After a nearly year-long drafted and public comment period, the Executive Committee of the AICPA’s Personal Financial Planning section adopted its “Statement on Standards in Personal Financial Planning Services” (SSPFPS) on January 1st of this year, with an effective date of July 1st.
What’s notable about the new SSPFPS, though, is that it’s not merely intended as a best practices guide from the AICPA’s PFP section about how (CPA) financial planners should try to conduct themselves. Because the PFP section’s Executive Committee has standard-setting authority under the AICPA, and most state boards of accountancy adopt AICPA standards as their own laws (and have in the case of SSPFPS), the effective result of the new rules is (in most if not all states) an enforceable set of professional standards under state law. And for financial planners who want to claim that they're subject to the "highest standards" regarding the services they provide to their clients, the AICPA's new SSPFPS may represent a new highest bar in the profession... at least in terms of enforceable standards.

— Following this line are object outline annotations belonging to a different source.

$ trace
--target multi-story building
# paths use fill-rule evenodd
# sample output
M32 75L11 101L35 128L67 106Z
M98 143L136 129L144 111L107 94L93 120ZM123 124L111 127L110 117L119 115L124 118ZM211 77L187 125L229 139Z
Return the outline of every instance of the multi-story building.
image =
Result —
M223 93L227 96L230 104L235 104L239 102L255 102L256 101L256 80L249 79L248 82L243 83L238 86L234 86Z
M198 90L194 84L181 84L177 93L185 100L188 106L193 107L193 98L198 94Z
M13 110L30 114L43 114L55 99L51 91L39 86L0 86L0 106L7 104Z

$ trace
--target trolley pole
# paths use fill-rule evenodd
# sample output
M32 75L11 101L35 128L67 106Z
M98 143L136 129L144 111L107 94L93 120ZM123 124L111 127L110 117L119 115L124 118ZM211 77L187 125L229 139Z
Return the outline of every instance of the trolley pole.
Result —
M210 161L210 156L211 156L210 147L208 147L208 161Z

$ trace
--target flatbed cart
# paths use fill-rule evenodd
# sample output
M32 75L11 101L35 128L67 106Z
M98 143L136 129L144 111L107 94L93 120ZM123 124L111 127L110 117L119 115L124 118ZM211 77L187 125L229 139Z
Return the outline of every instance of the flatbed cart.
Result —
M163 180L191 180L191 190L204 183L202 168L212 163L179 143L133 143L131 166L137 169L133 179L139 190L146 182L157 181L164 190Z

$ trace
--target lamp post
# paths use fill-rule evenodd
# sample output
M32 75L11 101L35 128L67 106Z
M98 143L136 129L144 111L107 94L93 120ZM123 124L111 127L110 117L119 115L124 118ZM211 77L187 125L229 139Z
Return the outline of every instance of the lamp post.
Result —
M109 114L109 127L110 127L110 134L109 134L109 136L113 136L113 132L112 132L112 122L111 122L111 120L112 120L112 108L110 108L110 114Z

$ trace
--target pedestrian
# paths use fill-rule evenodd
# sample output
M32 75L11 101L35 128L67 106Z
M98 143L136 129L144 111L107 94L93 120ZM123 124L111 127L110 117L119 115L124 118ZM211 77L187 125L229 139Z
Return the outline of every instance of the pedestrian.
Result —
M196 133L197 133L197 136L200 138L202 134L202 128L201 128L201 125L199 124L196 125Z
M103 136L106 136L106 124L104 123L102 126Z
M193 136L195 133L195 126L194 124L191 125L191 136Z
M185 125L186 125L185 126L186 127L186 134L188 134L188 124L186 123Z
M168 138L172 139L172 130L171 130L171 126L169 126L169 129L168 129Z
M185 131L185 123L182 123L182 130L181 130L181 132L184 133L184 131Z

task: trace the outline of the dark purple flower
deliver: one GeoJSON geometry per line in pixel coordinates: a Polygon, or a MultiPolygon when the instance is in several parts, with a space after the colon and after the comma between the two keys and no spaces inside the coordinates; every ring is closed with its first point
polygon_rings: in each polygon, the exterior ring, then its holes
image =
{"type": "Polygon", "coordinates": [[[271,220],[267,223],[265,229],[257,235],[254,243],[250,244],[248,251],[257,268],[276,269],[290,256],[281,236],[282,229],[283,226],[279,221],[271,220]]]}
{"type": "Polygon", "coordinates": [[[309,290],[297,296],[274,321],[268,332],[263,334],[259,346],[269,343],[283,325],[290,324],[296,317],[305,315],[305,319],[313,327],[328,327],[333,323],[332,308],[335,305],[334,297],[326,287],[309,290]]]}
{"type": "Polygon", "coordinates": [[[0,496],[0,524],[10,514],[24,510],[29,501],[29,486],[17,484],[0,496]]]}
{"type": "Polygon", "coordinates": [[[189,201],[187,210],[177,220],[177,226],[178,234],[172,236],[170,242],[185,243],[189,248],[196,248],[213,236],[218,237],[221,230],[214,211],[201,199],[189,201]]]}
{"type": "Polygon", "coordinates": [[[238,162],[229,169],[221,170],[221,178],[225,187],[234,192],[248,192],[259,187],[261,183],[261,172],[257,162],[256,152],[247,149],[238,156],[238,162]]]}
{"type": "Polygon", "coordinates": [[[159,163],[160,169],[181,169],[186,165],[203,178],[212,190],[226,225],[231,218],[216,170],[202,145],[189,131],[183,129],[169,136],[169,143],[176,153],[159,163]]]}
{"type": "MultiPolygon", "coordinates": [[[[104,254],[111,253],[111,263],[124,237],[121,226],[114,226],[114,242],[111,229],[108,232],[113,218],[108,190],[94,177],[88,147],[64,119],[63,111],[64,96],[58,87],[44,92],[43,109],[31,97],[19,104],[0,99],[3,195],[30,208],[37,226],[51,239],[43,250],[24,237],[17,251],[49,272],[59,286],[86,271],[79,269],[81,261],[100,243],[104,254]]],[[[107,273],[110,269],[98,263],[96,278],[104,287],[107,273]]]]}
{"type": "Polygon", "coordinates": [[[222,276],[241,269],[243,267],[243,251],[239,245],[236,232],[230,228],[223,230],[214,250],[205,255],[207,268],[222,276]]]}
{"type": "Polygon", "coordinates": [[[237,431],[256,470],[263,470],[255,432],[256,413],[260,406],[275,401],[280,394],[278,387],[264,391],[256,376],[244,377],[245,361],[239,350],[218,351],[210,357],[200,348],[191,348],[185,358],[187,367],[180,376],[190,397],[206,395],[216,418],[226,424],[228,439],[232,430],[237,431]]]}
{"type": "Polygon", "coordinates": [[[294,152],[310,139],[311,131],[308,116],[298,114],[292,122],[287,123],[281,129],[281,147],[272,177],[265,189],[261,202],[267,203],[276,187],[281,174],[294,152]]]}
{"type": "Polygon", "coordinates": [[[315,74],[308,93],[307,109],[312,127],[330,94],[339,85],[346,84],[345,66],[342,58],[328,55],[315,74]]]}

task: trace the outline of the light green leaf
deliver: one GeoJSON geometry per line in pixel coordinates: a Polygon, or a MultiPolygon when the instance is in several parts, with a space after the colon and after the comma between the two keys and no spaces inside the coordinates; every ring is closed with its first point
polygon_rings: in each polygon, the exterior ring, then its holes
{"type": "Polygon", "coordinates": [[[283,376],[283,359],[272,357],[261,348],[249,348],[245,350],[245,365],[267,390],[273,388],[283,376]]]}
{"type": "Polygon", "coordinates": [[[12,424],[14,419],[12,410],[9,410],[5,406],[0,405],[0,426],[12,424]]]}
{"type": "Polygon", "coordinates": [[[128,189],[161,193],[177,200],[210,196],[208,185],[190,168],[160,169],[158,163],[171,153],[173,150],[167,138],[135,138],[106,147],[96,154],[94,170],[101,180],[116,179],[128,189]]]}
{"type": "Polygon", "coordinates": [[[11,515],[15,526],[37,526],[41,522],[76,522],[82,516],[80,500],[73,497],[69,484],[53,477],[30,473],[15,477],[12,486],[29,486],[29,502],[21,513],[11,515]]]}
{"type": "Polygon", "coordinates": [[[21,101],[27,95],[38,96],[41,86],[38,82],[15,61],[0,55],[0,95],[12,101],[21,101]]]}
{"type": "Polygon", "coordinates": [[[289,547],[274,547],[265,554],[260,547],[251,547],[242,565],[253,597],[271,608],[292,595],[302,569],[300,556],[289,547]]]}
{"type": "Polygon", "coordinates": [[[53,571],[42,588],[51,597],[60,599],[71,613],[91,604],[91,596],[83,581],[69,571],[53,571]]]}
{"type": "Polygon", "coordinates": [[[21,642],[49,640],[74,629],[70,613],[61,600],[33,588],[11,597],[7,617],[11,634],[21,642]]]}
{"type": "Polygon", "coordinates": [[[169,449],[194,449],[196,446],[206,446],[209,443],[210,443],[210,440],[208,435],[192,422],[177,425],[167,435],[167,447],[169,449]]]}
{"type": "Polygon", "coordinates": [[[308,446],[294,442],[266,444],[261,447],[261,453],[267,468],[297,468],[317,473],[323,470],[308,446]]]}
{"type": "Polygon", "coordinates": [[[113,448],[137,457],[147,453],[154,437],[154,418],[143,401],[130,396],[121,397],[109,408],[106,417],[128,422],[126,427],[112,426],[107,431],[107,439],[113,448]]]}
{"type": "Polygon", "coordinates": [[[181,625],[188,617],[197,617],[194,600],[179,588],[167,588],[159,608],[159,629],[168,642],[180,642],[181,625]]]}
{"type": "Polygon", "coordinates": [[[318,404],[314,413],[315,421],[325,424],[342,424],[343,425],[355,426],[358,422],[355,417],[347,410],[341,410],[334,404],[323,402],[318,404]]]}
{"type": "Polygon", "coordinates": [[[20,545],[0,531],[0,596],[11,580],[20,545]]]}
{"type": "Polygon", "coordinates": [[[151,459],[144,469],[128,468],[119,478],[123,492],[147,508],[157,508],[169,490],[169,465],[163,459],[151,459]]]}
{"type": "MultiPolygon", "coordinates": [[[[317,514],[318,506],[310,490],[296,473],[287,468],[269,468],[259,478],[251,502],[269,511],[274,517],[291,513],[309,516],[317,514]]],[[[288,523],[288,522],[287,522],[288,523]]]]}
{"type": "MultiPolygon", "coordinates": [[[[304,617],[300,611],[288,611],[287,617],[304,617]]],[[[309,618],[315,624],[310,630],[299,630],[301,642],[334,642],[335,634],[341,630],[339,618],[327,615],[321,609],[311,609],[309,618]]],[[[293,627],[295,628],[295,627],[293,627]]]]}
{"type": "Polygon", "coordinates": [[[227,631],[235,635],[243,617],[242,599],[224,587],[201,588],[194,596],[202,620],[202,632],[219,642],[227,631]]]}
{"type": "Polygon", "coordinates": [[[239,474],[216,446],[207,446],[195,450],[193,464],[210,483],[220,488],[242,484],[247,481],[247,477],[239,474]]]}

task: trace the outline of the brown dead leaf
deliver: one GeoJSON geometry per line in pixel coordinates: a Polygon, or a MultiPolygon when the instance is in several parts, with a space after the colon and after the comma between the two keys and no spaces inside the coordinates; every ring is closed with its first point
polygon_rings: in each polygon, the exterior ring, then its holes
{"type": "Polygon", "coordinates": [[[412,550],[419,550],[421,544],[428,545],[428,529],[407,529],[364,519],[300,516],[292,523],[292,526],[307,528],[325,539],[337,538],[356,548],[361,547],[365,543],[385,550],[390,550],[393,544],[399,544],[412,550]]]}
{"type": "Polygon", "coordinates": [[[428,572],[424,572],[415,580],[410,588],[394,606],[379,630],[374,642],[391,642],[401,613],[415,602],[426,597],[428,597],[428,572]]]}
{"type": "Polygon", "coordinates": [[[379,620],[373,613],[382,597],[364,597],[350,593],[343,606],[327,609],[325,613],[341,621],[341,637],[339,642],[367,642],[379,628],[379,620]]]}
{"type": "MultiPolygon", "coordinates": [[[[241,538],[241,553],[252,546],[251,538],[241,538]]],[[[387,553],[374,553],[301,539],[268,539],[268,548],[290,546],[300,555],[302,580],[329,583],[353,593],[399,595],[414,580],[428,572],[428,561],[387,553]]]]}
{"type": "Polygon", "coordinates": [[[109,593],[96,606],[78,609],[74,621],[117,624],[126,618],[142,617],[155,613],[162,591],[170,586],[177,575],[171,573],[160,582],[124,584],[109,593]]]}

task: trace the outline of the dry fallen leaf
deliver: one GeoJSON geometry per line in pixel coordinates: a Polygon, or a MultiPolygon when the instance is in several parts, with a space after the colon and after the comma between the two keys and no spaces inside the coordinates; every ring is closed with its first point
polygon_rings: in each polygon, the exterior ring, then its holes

The bottom line, though, is that while technically CPA financial planners have already been required to adhere to the AICPA’s Code of Professional Conduct - including as it pertains to their financial planning services, which includes a fiduciary-like requirement to avoid conflicts of interest that impair objectivity, disclose potential conflicts of interest that do not impair objectivity, and always act in the best interests of their clients - the new SSPFPS provide significantly more in-depth guidance about how to conduct themselves appropriately, and in a manner that could potentially be enforced in a court of law! Which means that while the rules ultimately apply only to those subject to the SSPFPS in the first place (including both CPAs who work in a state where the state board of accountancy has adopted the standards, and even non-CPAs who are members of the AICPA and deliver personal financial planning), they nonetheless may represent the broadest and most enforceable fiduciary professional standard yet to financial planners - not just regarding investment activities but all financial planning duties - and a powerful potential precedent in the future regulation of financial planners.